If successful, Reconfiguring can go a long way in Building a competitive advantage by re-definition of markets and quality standards are difficult for competitors to imitate. In the case of Coca-Cola, for example, if is successful, a client in May will begin to see all soft drinks are consumed as part of a package, perhaps with serious joint purchase of benefits. Attention, however, is justified in terms of long-term sustainability of the new design flow, as well as addressing the specific challenges that are within them. Such as the risk of contamination, ie, absence or by implementing a brand as a whole spoiling the destiny of all others, like Coca-Cola Company in May should be very careful in the future.
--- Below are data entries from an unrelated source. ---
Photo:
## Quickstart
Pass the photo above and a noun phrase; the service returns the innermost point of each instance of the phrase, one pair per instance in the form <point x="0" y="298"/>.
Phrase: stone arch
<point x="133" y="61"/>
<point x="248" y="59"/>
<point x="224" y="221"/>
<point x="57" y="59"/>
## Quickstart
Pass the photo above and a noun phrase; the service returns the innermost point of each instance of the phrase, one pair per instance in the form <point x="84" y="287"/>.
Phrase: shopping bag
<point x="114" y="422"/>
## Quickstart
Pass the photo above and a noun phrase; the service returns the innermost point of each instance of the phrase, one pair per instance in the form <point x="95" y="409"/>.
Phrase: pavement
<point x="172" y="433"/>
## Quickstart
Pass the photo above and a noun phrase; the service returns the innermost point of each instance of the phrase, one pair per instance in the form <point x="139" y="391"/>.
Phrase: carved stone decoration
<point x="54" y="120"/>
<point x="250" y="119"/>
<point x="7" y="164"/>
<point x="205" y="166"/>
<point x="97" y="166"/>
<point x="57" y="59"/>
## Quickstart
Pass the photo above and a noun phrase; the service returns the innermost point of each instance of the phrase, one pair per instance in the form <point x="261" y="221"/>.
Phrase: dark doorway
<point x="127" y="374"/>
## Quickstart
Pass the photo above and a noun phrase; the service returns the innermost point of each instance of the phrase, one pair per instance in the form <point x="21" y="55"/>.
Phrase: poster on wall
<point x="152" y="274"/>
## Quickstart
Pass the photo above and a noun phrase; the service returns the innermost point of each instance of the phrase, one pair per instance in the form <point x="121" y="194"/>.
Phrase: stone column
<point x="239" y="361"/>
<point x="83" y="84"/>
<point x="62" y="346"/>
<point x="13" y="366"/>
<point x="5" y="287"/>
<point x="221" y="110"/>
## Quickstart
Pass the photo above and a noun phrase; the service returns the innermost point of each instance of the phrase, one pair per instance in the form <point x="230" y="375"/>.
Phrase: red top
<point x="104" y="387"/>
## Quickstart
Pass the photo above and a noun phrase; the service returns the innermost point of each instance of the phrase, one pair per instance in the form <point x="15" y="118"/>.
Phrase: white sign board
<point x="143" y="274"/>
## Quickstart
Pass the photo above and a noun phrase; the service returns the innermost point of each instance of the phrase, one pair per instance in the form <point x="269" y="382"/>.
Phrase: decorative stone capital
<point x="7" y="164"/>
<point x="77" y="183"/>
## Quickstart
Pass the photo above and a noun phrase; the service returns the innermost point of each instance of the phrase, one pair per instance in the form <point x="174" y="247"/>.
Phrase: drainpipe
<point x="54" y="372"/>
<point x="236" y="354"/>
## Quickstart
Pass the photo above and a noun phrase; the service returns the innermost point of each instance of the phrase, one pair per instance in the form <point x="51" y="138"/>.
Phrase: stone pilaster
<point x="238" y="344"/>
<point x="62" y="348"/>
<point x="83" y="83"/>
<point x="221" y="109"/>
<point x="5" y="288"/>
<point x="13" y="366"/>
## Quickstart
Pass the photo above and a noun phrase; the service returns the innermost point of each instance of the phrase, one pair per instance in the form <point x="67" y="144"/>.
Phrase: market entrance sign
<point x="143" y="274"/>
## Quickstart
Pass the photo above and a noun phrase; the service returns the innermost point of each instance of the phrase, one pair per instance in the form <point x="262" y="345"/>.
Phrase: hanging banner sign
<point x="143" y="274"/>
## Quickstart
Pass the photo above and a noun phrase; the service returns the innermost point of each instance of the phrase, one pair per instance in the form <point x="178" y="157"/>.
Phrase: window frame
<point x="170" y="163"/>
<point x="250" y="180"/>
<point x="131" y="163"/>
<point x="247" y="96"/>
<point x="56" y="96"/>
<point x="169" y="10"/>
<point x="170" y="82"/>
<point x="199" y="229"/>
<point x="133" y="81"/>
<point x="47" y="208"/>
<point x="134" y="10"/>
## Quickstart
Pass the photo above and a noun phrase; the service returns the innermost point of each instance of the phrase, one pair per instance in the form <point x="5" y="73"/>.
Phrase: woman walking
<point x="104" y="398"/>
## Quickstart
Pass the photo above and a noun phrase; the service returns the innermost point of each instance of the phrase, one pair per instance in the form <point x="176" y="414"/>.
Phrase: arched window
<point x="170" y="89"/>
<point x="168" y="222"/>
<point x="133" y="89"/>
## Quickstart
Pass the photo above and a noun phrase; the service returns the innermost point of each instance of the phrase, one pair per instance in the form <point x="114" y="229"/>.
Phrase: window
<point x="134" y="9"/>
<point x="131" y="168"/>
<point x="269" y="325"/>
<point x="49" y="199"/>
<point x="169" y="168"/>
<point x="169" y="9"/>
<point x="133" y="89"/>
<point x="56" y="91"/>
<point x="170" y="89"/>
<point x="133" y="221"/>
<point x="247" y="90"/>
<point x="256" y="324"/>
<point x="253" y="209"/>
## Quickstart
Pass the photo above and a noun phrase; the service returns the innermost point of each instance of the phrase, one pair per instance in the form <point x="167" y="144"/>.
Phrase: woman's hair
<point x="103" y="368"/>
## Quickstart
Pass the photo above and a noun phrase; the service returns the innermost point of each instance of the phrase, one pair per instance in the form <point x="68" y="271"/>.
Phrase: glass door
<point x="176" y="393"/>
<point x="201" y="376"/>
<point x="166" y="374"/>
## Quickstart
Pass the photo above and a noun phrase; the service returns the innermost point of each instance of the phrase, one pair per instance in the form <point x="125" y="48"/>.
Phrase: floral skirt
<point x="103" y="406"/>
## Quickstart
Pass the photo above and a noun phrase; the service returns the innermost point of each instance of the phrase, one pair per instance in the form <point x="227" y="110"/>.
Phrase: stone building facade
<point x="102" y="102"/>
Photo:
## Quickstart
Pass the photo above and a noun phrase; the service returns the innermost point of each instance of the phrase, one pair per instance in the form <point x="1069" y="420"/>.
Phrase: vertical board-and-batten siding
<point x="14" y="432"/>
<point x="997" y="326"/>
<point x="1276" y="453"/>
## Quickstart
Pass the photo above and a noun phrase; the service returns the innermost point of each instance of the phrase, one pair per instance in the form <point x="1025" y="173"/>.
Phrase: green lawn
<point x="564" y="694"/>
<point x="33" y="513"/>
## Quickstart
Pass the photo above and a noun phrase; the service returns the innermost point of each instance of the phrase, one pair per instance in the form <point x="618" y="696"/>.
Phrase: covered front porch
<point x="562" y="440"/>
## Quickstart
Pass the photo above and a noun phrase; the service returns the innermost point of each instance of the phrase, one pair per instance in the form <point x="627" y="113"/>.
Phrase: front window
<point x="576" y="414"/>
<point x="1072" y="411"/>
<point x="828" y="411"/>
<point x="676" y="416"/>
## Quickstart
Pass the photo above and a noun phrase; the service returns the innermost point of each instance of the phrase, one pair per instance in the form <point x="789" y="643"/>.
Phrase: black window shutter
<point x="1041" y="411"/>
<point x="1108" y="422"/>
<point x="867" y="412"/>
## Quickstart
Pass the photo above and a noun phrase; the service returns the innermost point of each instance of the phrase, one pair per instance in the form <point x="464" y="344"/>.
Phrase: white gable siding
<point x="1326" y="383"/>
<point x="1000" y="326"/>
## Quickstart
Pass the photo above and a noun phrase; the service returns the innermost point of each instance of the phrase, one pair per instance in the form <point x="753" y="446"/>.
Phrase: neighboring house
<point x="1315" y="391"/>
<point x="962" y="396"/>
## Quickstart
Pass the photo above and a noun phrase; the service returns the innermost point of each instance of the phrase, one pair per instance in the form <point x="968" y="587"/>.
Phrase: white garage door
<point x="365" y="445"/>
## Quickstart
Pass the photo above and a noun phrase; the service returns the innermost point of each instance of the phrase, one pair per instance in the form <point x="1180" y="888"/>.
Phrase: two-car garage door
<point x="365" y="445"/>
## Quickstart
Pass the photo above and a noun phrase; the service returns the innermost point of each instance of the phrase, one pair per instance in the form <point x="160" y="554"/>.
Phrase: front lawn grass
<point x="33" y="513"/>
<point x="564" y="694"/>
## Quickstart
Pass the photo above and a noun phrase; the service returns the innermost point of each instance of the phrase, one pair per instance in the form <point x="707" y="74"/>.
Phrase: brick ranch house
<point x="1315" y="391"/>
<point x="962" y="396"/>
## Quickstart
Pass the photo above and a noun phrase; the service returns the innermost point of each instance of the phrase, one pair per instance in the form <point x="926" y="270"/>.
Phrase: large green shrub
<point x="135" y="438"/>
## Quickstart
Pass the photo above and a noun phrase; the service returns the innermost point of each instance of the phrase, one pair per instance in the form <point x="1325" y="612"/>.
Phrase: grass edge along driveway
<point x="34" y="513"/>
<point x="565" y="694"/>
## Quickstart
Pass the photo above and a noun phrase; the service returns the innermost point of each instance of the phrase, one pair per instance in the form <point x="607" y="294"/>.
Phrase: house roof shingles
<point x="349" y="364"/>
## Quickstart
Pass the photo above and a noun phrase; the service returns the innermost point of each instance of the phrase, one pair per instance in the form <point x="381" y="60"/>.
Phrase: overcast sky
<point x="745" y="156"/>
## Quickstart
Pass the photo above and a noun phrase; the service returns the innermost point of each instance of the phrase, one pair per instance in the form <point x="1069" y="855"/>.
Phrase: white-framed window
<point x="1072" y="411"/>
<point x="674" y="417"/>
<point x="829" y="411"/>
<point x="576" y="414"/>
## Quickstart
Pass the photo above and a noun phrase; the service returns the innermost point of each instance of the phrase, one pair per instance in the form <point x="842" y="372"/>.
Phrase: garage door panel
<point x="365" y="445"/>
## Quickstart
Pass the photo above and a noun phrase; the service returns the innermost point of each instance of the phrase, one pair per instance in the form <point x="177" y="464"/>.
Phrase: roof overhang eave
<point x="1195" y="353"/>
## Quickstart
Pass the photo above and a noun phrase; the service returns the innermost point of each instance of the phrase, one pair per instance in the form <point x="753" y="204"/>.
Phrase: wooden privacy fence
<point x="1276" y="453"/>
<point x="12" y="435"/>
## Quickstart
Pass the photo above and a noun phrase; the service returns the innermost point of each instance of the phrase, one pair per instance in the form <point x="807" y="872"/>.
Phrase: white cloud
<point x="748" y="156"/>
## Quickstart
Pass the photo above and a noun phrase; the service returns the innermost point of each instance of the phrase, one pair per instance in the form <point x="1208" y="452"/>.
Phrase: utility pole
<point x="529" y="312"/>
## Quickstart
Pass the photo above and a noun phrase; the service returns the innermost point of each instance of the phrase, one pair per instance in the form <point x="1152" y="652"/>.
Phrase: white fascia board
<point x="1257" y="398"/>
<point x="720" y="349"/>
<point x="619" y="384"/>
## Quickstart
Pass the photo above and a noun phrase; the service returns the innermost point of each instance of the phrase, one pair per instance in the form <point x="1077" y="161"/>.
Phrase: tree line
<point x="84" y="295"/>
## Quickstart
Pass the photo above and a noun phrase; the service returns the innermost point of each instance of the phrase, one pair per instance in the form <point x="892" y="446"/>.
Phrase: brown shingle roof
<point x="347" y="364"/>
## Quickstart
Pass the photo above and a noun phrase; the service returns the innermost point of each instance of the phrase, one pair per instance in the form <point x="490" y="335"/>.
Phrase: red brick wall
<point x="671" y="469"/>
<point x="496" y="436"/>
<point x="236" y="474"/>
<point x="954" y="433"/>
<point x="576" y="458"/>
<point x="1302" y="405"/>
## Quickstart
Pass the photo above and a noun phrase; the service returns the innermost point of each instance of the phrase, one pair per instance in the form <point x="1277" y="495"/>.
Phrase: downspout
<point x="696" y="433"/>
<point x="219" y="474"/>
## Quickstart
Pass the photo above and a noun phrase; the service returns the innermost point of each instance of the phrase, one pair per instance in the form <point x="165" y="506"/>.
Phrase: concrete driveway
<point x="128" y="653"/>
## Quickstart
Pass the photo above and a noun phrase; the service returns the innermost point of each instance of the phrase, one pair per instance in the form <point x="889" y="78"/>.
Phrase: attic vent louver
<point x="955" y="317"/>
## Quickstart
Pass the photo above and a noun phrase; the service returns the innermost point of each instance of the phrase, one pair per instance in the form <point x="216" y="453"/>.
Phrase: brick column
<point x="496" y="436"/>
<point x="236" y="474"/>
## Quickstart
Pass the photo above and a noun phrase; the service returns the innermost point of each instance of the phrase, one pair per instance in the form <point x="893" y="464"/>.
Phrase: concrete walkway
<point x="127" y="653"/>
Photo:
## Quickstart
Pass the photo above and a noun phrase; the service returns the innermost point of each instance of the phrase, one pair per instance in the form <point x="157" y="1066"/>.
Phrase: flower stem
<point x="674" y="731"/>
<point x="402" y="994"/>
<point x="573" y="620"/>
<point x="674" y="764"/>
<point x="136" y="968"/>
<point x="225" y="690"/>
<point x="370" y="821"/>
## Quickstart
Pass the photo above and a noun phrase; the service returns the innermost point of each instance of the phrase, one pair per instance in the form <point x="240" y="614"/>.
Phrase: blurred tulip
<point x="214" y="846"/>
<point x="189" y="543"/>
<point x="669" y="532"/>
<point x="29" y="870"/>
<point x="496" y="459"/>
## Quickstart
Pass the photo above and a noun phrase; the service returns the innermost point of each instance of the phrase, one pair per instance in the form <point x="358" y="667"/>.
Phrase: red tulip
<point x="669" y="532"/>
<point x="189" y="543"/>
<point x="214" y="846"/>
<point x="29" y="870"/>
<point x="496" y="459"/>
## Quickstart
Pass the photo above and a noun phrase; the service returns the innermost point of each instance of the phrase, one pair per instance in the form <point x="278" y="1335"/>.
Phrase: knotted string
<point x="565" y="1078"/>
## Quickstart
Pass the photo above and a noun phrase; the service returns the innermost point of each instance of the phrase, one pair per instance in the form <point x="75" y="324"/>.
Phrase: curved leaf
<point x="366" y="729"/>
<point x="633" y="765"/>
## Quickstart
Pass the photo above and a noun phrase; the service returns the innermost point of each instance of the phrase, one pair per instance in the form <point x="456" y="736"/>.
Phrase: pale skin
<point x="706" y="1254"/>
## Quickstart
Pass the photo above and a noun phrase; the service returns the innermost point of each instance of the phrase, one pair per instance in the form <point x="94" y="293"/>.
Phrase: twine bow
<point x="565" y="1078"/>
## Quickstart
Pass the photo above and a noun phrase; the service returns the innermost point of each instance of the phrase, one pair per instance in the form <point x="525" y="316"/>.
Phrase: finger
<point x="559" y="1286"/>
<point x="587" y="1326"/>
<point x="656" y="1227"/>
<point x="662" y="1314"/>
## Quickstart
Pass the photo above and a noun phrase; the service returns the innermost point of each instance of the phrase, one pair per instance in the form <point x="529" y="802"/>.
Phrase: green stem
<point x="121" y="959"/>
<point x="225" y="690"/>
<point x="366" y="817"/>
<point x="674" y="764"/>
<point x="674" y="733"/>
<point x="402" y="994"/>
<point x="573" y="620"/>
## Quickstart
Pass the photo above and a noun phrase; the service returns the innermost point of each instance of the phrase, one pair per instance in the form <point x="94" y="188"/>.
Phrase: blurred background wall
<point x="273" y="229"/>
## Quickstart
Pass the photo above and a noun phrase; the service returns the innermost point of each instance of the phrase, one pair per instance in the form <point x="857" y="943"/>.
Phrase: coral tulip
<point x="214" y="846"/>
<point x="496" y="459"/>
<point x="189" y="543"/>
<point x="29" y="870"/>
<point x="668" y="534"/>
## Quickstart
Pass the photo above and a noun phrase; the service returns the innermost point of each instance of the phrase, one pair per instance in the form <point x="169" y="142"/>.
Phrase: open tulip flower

According to many of the brand following the merger of misunderstanding or even approach. For a person interested in the rationalization of calls to support or strengthen the brand in May appear outside of the waste stream. Imagine the confusion among the directors of the two companies recently merged For example, the rationalization is in conflict with Reconfiguring. Champions of the former might have been consulted throughout the year as a merger that would create a single dominant brand in a position to drive everywhere, the mobilization of all efforts of management. Proponents of the end of May have discussed a return to the table design stage, with everything to gain.
Reconcile points of view on the mark H May be difficult for the four assumptions underlying the approaches remain a mystery. Rationalization, for example, implies a potential for synergy within the new organization – the possibility of locating and updating of the pledge. Rationalization, on the other hand, the hypothesis of a possible differentiation, which is essential for the positioning of the company is the principal in all markets served. reactivity potential consolidation of features – it is expected that the new entity has the ability to compete effectively in various markets. The reconfiguration is the potential for transformation in the company, and the ability to convince customers and business partners about a very different view of the world.
Final
For the managers of the merger, The challenge is to discover who has the most support, and for its assumptions and the strengths and weaknesses to light.
Has About Author:
Surinder Pal Singh is currently a professor at Rai Business School, New Delhi. Prior to joining Rai Business School, which partnered with the world of business for more than a decade. He is a frequent speaker on the topic of B2B Marketing Retail Marketing, Brand Management, Entrepreneurship, And Government Corporate. Its association with bodies of AIMS International, AIMA, DMA, ISTD, ISTE, International Strategic Management.